The description of Boom-time Ireland as “a land of spivs and speculators and a manufacturing outpost for American multinationals” is concise and accurate. As is the comment “Ireland’s economic miracle was always somewhat hallucinatory, because these US firms… used it as an Atlantic tax haven and route to the EU marketplace”.

One also has to agree “most welfare recipients probably won’t be any worse off [following the Decemeber budget], as the slight fall in their benefits will be offset by the steep fall in prices that Ireland is now experiencing”. Though I would note ‘most’ is a numeric term in this context. AK comments on this topic below

Unfortunately, the New Statesman writer has missed (or ignored) the recent u-turn on elements of the ‘progressive’ pay cuts proposed for the public sector, which would add some context to that paragraph. Overall though, worth the read, and a damning verdict on the Irish Government of the last decade from an influential overseas magazine.

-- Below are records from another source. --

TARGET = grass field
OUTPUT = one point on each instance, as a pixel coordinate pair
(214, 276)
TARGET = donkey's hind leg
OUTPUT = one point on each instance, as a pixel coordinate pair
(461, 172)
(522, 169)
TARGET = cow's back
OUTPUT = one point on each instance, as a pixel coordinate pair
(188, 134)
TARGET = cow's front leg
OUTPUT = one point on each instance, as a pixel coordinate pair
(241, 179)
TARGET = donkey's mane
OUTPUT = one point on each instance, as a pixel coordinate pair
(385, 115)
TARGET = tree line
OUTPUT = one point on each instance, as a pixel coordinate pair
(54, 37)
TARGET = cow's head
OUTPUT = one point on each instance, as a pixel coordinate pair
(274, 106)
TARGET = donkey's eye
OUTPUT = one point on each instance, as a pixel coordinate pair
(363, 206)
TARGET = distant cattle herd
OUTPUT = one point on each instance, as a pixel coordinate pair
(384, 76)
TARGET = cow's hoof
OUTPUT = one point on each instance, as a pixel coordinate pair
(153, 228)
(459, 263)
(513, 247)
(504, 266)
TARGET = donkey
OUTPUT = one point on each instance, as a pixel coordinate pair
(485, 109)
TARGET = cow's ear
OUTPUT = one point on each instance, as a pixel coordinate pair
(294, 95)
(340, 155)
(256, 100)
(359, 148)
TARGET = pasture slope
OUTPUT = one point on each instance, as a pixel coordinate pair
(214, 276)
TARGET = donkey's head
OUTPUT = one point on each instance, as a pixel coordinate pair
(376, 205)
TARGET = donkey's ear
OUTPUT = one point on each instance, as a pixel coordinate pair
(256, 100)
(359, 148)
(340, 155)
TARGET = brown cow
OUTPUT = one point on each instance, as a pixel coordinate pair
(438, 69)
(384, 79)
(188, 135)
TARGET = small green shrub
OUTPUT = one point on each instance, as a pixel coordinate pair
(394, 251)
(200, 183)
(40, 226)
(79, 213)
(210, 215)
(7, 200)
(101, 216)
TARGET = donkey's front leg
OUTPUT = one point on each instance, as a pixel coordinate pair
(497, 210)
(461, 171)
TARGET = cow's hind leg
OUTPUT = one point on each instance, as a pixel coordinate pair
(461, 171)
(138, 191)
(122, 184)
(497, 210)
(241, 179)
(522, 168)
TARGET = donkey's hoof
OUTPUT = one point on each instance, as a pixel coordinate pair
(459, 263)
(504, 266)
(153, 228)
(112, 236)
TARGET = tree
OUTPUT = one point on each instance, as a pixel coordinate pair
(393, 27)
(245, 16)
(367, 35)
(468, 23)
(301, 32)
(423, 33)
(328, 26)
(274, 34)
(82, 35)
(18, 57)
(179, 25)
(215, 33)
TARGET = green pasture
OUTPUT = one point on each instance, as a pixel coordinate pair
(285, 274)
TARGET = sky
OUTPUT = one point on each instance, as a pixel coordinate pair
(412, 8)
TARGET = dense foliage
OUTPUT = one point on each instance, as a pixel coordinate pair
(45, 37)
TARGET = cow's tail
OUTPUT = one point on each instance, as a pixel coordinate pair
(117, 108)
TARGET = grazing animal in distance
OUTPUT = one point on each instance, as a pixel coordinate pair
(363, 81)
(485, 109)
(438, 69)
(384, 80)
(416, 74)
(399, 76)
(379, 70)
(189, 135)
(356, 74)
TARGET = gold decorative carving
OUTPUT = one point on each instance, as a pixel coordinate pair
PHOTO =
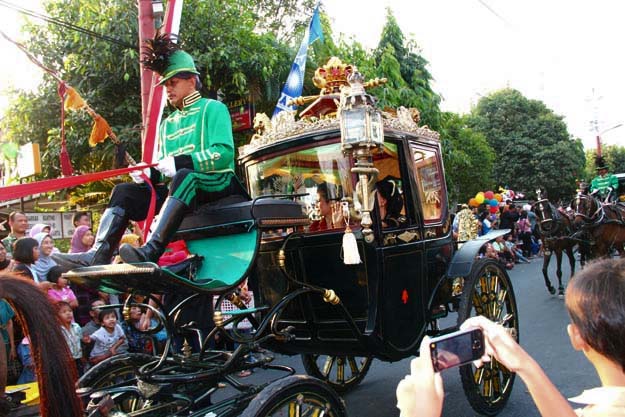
(332, 81)
(408, 236)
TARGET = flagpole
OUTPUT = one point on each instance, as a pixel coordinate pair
(295, 81)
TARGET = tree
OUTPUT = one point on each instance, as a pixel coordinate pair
(409, 79)
(532, 145)
(468, 158)
(614, 156)
(232, 56)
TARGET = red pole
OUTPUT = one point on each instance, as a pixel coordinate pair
(146, 31)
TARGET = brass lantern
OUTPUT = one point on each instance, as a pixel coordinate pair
(361, 122)
(362, 133)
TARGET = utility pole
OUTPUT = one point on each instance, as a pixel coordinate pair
(146, 31)
(594, 124)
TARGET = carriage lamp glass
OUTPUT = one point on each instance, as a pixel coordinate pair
(361, 126)
(361, 122)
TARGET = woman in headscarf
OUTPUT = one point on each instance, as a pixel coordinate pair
(82, 240)
(39, 228)
(44, 264)
(25, 253)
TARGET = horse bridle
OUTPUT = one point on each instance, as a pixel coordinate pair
(591, 220)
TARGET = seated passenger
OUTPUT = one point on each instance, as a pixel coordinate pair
(196, 150)
(330, 213)
(390, 201)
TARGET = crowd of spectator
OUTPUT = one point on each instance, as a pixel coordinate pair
(92, 332)
(519, 246)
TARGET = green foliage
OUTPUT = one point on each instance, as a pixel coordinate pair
(468, 158)
(532, 145)
(233, 56)
(406, 69)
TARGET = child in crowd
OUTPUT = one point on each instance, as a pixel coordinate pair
(94, 324)
(71, 332)
(139, 341)
(109, 340)
(60, 290)
(596, 307)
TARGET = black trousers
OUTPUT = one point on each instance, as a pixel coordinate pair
(191, 187)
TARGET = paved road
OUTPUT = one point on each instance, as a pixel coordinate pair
(543, 321)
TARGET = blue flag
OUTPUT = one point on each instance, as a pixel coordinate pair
(295, 81)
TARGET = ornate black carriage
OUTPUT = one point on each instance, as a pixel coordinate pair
(311, 198)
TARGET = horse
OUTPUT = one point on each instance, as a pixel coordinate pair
(556, 230)
(55, 368)
(604, 222)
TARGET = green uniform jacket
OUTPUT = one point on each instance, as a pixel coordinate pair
(201, 130)
(602, 183)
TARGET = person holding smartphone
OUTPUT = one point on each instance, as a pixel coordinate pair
(597, 329)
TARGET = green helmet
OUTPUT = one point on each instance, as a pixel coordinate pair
(178, 62)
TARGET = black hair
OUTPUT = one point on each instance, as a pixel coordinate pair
(328, 191)
(54, 274)
(23, 250)
(78, 215)
(596, 306)
(105, 312)
(13, 214)
(60, 304)
(390, 189)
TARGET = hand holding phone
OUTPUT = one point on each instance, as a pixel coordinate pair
(456, 349)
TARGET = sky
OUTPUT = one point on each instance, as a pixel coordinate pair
(565, 53)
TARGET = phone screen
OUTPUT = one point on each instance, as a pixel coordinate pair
(456, 349)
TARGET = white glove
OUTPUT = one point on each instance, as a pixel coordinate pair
(136, 175)
(167, 166)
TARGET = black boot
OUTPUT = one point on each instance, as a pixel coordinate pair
(112, 227)
(169, 219)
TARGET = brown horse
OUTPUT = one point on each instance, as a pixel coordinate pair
(55, 368)
(604, 222)
(556, 230)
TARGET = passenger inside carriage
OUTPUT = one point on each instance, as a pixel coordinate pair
(329, 209)
(390, 202)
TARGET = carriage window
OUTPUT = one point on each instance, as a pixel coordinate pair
(322, 172)
(430, 183)
(389, 187)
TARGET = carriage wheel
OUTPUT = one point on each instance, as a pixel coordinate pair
(120, 371)
(488, 292)
(296, 395)
(341, 372)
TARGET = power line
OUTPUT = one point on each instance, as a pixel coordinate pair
(497, 15)
(64, 24)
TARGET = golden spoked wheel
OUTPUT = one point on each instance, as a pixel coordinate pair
(341, 372)
(488, 292)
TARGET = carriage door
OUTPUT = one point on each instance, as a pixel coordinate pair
(401, 302)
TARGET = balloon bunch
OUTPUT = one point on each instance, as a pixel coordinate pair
(489, 199)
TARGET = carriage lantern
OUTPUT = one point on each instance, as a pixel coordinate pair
(362, 133)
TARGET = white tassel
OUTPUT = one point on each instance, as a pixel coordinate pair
(350, 248)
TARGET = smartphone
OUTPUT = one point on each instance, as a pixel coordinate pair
(456, 349)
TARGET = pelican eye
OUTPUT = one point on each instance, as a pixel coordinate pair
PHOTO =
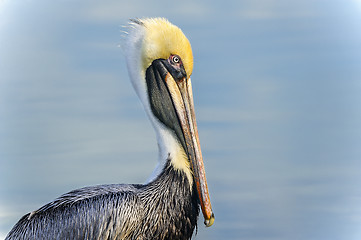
(175, 59)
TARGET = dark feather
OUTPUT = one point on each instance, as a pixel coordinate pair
(165, 208)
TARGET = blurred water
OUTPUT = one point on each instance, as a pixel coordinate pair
(277, 93)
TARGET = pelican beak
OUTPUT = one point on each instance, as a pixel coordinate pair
(171, 100)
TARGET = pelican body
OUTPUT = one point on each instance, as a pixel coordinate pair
(160, 62)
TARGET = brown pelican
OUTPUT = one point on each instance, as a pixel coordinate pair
(160, 62)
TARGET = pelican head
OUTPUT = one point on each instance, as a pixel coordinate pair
(160, 63)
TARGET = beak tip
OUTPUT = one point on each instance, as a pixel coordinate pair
(209, 222)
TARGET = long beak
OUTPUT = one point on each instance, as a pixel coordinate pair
(182, 97)
(171, 101)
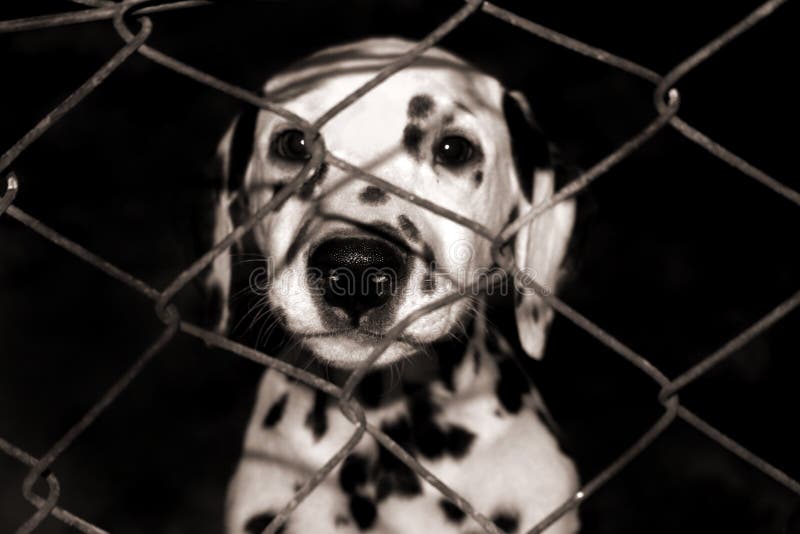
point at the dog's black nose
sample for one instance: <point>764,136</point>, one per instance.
<point>356,274</point>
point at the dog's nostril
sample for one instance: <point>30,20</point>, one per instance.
<point>356,274</point>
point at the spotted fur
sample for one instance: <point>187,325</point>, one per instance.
<point>449,390</point>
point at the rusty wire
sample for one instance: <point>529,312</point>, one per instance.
<point>666,103</point>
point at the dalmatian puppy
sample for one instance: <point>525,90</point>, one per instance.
<point>448,389</point>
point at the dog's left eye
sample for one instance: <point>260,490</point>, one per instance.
<point>454,151</point>
<point>291,145</point>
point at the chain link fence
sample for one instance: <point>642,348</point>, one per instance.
<point>131,21</point>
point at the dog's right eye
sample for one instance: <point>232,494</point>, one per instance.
<point>290,145</point>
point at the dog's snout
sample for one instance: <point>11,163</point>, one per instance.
<point>356,274</point>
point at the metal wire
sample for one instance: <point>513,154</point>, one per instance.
<point>666,104</point>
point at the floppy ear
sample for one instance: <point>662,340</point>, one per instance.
<point>539,246</point>
<point>232,159</point>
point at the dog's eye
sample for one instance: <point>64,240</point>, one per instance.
<point>453,151</point>
<point>291,145</point>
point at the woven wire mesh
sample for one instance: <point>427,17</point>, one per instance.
<point>130,19</point>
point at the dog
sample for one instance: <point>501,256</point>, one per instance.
<point>347,260</point>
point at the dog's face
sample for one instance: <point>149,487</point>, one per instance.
<point>348,260</point>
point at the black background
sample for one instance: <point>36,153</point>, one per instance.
<point>679,253</point>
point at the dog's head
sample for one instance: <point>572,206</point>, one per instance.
<point>346,260</point>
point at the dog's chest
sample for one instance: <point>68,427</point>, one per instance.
<point>493,450</point>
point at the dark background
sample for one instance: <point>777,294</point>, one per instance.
<point>679,253</point>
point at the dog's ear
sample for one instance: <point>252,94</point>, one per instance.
<point>540,246</point>
<point>231,163</point>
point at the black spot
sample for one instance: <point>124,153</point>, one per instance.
<point>242,146</point>
<point>216,305</point>
<point>277,187</point>
<point>448,361</point>
<point>257,523</point>
<point>317,418</point>
<point>412,138</point>
<point>428,436</point>
<point>452,511</point>
<point>373,195</point>
<point>392,475</point>
<point>363,511</point>
<point>428,283</point>
<point>459,440</point>
<point>307,189</point>
<point>370,390</point>
<point>275,411</point>
<point>506,521</point>
<point>353,473</point>
<point>513,214</point>
<point>409,228</point>
<point>420,106</point>
<point>511,386</point>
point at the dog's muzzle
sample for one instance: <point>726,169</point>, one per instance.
<point>357,274</point>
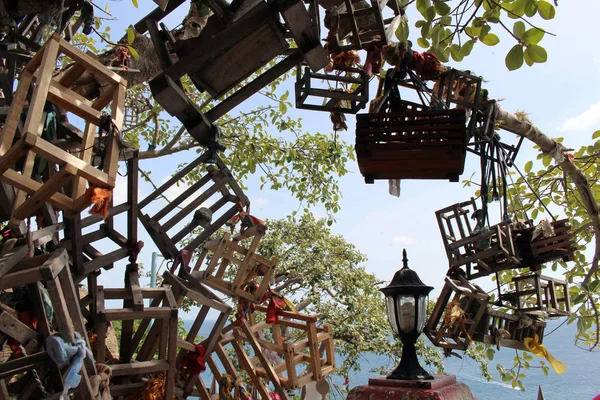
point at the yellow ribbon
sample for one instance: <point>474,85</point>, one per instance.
<point>533,345</point>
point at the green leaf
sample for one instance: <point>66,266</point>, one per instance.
<point>424,43</point>
<point>442,54</point>
<point>134,53</point>
<point>430,13</point>
<point>403,30</point>
<point>130,35</point>
<point>514,58</point>
<point>546,10</point>
<point>455,53</point>
<point>546,160</point>
<point>531,8</point>
<point>517,8</point>
<point>422,6</point>
<point>490,39</point>
<point>537,53</point>
<point>533,36</point>
<point>442,8</point>
<point>528,59</point>
<point>426,30</point>
<point>466,48</point>
<point>519,29</point>
<point>446,20</point>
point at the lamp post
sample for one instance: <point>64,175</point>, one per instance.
<point>406,303</point>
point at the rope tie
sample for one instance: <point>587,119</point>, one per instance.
<point>101,382</point>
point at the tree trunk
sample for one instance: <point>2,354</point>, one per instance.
<point>520,125</point>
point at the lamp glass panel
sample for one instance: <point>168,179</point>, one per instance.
<point>391,311</point>
<point>405,306</point>
<point>422,313</point>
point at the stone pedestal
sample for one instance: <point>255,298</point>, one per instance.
<point>442,387</point>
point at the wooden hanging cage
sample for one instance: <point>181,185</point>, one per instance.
<point>560,246</point>
<point>347,89</point>
<point>399,139</point>
<point>508,330</point>
<point>359,26</point>
<point>458,311</point>
<point>480,250</point>
<point>539,295</point>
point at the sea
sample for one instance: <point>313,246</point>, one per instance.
<point>581,381</point>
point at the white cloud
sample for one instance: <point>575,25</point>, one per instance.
<point>585,120</point>
<point>405,240</point>
<point>258,202</point>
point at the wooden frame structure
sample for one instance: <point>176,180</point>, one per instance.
<point>519,328</point>
<point>488,251</point>
<point>86,258</point>
<point>561,246</point>
<point>220,363</point>
<point>162,313</point>
<point>77,169</point>
<point>53,270</point>
<point>535,293</point>
<point>164,226</point>
<point>247,32</point>
<point>472,302</point>
<point>298,340</point>
<point>338,99</point>
<point>228,256</point>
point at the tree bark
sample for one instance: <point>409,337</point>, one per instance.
<point>519,124</point>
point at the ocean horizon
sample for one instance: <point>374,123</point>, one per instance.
<point>581,381</point>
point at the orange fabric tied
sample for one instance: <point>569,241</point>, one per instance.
<point>100,198</point>
<point>533,345</point>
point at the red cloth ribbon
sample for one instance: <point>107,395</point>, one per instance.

Guido‘s comment on the piece is, as some would expect, a slanted simplification of the situation (can’t Ireland and the UK both be in economic meltdown concurrently?) which misses the point entirely to get a cheap dig in at the British Government. Suppose, can hardly blame him, they haven’t exactly covered themselves in glory over there either.

One thought on “New Statesman article on Ireland and FF”

  1. I know I will probably be in the minority, but I personally believe that cutting welfare rates across the board, rather than tackling the inefficiencies in the system was a huge mistake.

    I thing we can all agree that most of the S.W vote will be spent on basic everyday things, same as any other sector, and yes I know that some people may know someone who may choose to spend their SW payments on alternative pursuits, but by and large a great percentage of this 21bn euro will be spent wisely.

    If there are some people abusing the system then it is the job of government to have enough checks and balances in place to catch and severely punish those people.

    Cutting the allowance of compliant beneficiaries, without fixing the problem is an amateur response to a serious problem.

    For a lot of SW recipients, the reduction of 6% in 9 Months, will mean the difference between having life assurance, and not having it, and/or having house contents insurance, or not.

    It will also mean buying cheaper non Irish food, in non Irish supermarkets, in order to make up the difference.
    What will, spending the bulk of 21bn euro, on non irish goods, in foreign multi national supermarkets do for Irish jobs, or for the national coffers.?

    There is also data to show that people who have a lower income threshold, whether they in employment or not, do not benefit as much from selective reductioins in supermarkets, ( which is what they are ) as those who can afford to purchase the top brands.